There is an interesting analysis of filesystem pathname distributions
available in a master's thesis at:

http://www.pdl.cmu.edu/PDL-FTP/HECStorage/Yifan_Final.pdf

This shows (at least for the filesystems analyzed) that median
directory sizes continue to be quite small. Looking at figure
10, 60-90% of all directories have 8 or fewer entries in them,
and in many cases 50% of directories have only 1 or 2 entries.

It would be useful for you to run the fsstats tool (available
from http://www.pdsi-scidac.org/fsstats/) against some filesystems
that you have access to (e.g. typical distro desktop and home
directory, file servers, etc) and compute what fraction of the
files and directories could be stored inside the inode.
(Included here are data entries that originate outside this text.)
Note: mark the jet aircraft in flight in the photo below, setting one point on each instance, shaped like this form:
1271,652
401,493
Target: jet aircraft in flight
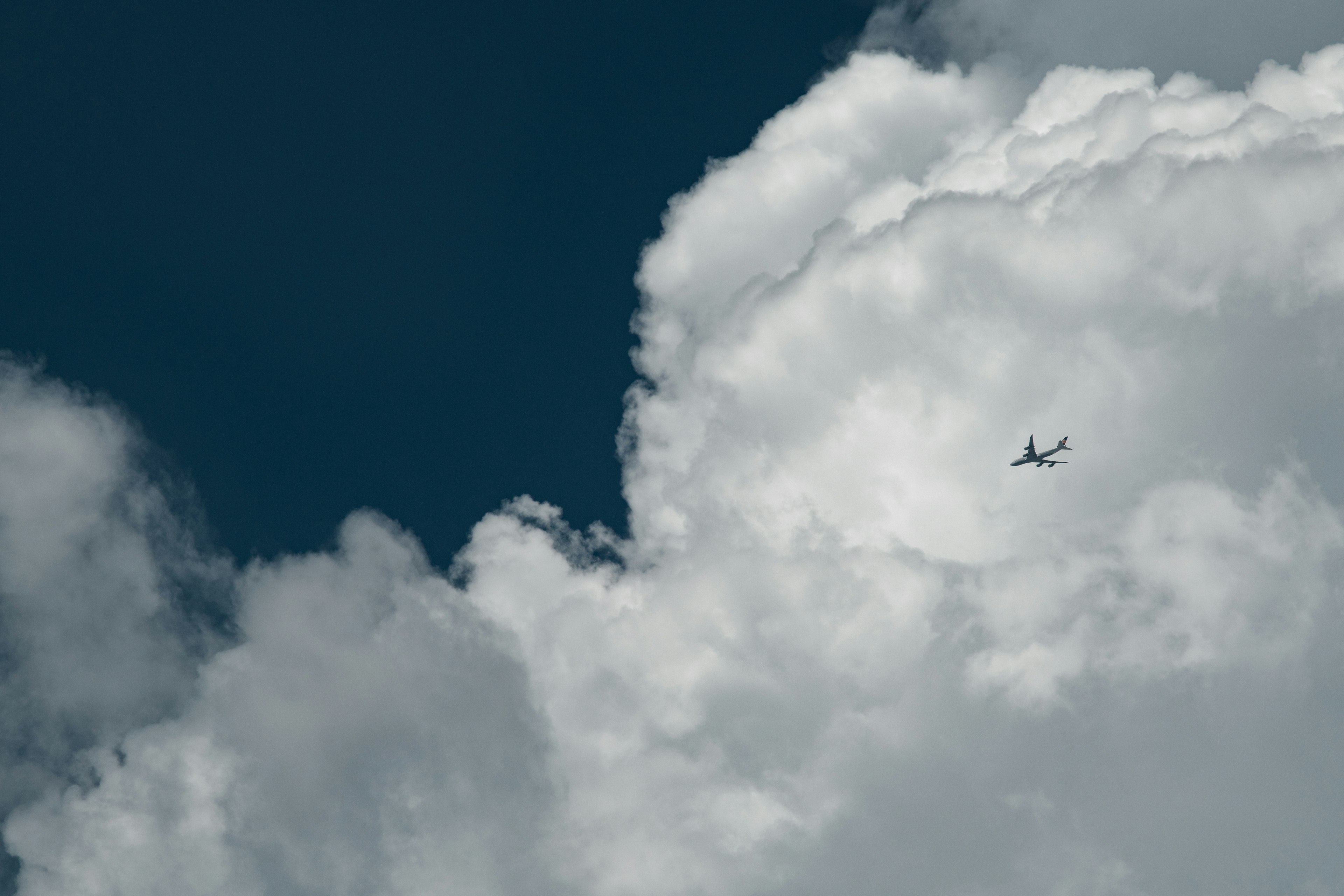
1031,457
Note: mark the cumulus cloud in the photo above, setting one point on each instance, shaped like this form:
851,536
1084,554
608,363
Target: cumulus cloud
847,648
107,601
1219,40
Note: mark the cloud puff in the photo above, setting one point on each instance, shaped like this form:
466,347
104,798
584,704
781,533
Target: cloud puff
94,565
1219,40
848,648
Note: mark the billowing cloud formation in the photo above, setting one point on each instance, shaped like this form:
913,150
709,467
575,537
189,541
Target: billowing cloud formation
848,648
1222,40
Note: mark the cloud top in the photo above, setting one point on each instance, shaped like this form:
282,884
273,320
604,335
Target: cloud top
847,647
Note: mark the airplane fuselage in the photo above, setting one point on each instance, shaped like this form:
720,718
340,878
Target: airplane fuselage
1043,457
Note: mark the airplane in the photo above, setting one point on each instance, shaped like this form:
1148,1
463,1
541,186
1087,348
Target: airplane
1031,457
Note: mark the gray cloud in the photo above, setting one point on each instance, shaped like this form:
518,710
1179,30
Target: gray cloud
105,597
1221,41
847,647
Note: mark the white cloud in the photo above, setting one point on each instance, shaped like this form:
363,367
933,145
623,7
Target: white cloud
1221,40
848,648
93,561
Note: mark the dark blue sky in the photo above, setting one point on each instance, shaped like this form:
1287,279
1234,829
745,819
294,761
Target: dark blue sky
381,254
Similarly, and perhaps more importantly, for any filesystems you
have using the bigalloc feature, compare the actual size of
files and directories (only the filename + 10 bytes) to see how
many you could fit into an inode of a given size. A default
256-byte inode has about 100 bytes of space, a 512-byte inode
has about 350 bytes of space, etc). It would be useful to see
if there is a clear win for having larger inodes to hold small
files/directories in bigalloc filesystems, or whether this would
waste more space in total than is wasted by allocating a full
bigalloc block for each inode.

Cheers, Andreas
--
Andreas Dilger Whamcloud, Inc.
Principal Lustre Engineer http://www.whamcloud.com/